Conspicuous among these overstuffed properties are Donald Trump's Plaza and Leona Helmsley's Palace. But these are only the most visibly wounded in a business marked by widespread suffering. Some hotels have been unable to meet their debt payments, including the Pennsylvania, near Madison Square Garden. The Omni Park Central on Seventh Avenue, owned by VMS Realty of Chicago, is being sued by Sheraton Holding Inc. for late payments. And managers at the Stanhope, near the Metropolitan Museum of Art, said they had to cut back on staff to meet debt payments last winter.
For most of the 1980s, occupancy levels for the city's hotels hovered around a healthy 74 percent. According to the Hotel Association, occupancy levels for the first quarter of 1991 bottomed out at about 55 percent, 15 points less than the level considered to be profitable in the industry. Levels aren't expected to climb beyond the lowto mid-60s by the end of the year.

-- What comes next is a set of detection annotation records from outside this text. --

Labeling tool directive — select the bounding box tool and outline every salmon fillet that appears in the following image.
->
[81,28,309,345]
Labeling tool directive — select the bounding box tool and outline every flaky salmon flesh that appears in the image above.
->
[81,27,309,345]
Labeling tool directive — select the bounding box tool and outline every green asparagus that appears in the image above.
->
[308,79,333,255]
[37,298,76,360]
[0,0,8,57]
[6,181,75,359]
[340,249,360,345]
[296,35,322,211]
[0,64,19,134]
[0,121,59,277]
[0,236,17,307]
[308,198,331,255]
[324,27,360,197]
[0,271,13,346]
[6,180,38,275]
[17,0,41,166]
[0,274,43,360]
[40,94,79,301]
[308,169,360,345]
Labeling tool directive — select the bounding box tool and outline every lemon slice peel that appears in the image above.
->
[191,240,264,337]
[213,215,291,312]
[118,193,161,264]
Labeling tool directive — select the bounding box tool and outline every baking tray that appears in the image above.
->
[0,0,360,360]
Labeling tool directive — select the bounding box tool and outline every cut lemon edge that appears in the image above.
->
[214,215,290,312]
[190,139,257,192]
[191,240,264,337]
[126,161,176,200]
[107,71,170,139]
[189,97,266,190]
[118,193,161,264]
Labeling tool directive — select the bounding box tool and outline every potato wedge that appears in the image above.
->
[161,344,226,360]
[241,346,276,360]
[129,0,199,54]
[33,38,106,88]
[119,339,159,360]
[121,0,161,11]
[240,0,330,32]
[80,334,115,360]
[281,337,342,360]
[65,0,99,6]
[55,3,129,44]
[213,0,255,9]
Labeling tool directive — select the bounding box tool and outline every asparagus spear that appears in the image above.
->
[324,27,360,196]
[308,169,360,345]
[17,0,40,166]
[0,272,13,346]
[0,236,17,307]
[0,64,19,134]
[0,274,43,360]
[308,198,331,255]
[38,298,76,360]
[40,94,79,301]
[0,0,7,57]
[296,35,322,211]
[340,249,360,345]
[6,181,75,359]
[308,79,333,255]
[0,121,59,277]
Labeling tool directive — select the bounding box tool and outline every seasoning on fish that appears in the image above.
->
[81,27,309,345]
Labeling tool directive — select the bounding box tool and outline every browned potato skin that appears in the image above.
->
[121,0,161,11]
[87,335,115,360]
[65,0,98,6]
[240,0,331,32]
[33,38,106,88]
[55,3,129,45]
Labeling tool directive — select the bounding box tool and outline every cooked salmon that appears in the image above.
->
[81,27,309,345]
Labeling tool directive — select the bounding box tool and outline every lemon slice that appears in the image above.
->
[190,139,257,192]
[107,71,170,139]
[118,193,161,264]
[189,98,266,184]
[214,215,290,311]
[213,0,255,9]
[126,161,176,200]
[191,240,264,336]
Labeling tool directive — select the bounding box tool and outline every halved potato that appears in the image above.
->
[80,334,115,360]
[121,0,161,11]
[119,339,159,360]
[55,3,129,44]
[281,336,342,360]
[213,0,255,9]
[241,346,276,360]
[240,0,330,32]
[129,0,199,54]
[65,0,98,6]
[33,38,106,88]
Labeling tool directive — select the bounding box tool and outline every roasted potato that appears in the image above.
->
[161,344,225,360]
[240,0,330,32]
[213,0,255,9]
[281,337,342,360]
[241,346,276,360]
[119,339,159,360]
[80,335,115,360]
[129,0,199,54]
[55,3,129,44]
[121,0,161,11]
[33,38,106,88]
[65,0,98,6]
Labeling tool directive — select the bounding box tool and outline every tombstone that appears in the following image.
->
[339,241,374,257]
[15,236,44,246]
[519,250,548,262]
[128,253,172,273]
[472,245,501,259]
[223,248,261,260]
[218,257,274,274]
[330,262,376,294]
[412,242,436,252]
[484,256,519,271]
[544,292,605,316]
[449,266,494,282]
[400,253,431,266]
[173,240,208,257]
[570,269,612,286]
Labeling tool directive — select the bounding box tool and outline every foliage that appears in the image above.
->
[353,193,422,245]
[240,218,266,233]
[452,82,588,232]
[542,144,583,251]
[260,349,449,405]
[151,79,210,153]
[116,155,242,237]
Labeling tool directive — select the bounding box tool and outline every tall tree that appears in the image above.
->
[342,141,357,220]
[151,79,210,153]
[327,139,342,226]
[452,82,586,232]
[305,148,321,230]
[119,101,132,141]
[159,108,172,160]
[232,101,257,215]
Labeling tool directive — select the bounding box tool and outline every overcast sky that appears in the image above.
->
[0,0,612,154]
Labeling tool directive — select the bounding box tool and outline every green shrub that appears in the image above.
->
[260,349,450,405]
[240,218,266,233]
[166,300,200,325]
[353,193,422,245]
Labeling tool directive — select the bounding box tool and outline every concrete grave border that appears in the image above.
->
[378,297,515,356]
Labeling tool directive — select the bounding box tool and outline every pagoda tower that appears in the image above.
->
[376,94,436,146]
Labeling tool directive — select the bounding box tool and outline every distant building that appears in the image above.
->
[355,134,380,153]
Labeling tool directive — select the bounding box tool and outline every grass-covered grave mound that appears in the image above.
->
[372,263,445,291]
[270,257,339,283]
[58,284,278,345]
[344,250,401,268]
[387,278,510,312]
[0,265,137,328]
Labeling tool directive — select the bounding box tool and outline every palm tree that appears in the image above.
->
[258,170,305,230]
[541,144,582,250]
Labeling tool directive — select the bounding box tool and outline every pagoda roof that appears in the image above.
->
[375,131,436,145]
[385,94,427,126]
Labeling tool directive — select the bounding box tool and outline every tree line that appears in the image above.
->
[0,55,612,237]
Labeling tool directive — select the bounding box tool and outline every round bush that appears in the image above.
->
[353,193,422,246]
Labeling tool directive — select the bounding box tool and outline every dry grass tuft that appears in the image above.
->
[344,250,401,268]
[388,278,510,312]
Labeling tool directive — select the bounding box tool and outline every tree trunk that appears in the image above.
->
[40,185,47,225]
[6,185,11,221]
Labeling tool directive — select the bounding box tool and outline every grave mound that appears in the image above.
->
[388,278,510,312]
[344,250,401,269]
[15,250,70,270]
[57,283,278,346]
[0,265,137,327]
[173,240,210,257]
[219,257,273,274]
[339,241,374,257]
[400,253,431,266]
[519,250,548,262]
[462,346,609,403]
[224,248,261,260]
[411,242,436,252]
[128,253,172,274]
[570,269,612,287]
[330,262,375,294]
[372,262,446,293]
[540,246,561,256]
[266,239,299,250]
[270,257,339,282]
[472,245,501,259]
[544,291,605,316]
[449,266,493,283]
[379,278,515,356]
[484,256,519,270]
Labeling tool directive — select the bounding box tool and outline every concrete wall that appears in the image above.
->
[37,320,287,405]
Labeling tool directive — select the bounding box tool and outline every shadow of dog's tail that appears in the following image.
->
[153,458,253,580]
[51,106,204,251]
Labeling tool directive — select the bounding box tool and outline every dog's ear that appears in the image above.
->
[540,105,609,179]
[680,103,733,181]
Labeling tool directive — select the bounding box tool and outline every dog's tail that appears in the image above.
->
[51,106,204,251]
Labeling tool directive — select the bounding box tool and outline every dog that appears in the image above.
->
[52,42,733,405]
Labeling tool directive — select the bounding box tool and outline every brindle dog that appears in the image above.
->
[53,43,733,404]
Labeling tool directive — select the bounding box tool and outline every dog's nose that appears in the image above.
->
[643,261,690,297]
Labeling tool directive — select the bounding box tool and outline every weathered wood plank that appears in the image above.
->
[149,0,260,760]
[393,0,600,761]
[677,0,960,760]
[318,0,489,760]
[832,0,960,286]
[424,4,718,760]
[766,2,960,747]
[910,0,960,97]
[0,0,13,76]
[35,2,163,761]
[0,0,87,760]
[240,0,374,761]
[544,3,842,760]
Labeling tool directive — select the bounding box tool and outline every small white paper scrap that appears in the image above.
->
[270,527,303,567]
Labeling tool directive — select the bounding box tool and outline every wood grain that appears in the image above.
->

"Any time you have occupancies around sixty percent, it's not a good number. The general consensus is that the high sixties is the break-even point," said John Fox, a senior principal at Pannell Kerr Forster, an accounting firm that tracks hotels. "If you're running a fiftyto sixty-percent occupancy rate at any given time, you'd have to say there's an excess of rooms."
In addition, while occupancy levels began dropping in 1989, room rates continued to rise. The average...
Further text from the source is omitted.